Uncorking that bottle, Holmes and Yoshihara wrote, would effectively free up resources for China to pursue “broader regional aims” and thereby increase tensions in the region.
“Japan and South Korea would feel the effects once Beijing stationed naval and air forces on the island, turning their southern flank and imposing control of adjacent seas and skies,” they wrote. “All Northeast Asian nations depend on the seas to convey imports and exports to and from their seaports … absolute control of China’s economic lifelines equates to a stranglehold over the maritime-dependent Japanese and Korean economies.”
The authors said that Seoul and Tokyo would find little solace in the US nuclear umbrella and would likely respond by building up their own militaries, thus adding to risks of contact and friction in the region.
Exacerbating those tensions is the fact that “history amply demonstrates that new territorial acquisitions encourage statesmen to seek forward defences for their valuable new holdings,” they wrote, saying that efforts by the British empire to create a defensive buffer for India drove British policy in Central Asia and sparked the “Great Game” with imperial Russia.
Meanwhile, writing in the Wall Street Journal, US-Taiwan Business Council president Rupert Hammond-Chambers said the recent announcement that Beijing would ramp up its military spending by 12.7 percent this year was a reminder that Washington cannot ignore democratic Taiwan.
As with Holmes and Yoshihara, Hammond-Chambers said there were both moral and strategic reasons for standing by its ally, pointing to the partnerships on research, design and manufacturing technology between Taiwan and the US upon which US companies have come to rely.

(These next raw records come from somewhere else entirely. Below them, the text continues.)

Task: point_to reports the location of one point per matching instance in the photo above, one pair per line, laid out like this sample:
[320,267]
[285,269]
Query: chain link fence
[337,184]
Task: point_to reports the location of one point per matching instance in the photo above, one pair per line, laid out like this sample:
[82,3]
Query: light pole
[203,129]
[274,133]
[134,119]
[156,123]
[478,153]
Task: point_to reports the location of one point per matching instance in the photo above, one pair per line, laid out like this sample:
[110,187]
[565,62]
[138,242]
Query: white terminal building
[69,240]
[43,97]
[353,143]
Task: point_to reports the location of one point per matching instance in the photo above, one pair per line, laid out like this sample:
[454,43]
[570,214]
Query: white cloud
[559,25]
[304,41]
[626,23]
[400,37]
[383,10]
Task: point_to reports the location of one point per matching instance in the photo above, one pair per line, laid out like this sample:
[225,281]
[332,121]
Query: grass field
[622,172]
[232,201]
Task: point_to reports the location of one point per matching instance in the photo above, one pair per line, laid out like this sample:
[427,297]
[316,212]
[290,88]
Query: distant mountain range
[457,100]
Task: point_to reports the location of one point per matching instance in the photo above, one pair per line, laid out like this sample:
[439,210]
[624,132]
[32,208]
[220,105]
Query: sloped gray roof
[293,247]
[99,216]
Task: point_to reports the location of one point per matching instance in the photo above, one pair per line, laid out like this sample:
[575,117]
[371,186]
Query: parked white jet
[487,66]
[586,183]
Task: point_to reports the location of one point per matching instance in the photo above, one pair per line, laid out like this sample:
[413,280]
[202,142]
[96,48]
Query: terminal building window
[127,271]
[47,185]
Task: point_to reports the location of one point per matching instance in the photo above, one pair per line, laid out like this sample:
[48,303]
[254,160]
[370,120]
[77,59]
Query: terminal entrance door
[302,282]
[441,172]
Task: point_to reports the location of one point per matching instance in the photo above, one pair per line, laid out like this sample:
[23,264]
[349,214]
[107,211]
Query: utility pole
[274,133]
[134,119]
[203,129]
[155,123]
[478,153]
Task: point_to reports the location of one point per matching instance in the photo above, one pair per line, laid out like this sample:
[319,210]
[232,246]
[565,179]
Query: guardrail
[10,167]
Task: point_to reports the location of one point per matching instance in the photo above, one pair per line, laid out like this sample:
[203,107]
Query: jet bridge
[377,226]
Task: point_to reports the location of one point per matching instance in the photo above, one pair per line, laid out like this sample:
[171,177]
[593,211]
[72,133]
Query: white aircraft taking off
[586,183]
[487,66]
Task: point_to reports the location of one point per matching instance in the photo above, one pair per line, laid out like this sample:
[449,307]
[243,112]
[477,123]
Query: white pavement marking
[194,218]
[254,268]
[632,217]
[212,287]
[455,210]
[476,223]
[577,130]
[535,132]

“The recent severing of Chinese rare earth exports to Japan should focus minds on supply-chain security and how reliable we feel our business partners are, particularly when intellectual property is involved,” he wrote in an article titled “Time to Straighten Out America’s Taiwan Policy.”
Turning to Glaser’s argument, Hammond-Chambers said it was predicated on the false assumption that Taiwan is “the only potential irritant” in Washington’s relations with Beijing and that other points of contention, such as forward deployments, North Korea, Tibet and others somehow all stemmed from disagreement over Taiwan.
“The notion that China would become more pliant to U.S. concerns and demands or that war would be less likely should we step aside and allow China to annex Taiwan does not hold water,” he wrote.
“Taiwan’s strategic geographic position is an essential link in the first island chain of defense and provides Japan and to a lesser extent [South] Korea important security guarantees,” he wrote, adding that “ceding” Taiwan would result in “a recalibration of Japan and [South] Korea’s security posture including the possibility of Japan developing nuclear weapons.”
Such a move would also “open the western Pacific to China’s increasingly robust blue-water navy whose global role China still has yet to explain,” he wrote.
Rather than abandon Taiwan, Hammond-Chambers wrote that peaceful relations between Beijing and Taipei, which should be encouraged, are most attainable when both sides come to the table from relatively strong positions. For this, Taiwan must be able to count on the continuation of security guarantees provided by the US and an expansion of the bilateral relationship, he wrote.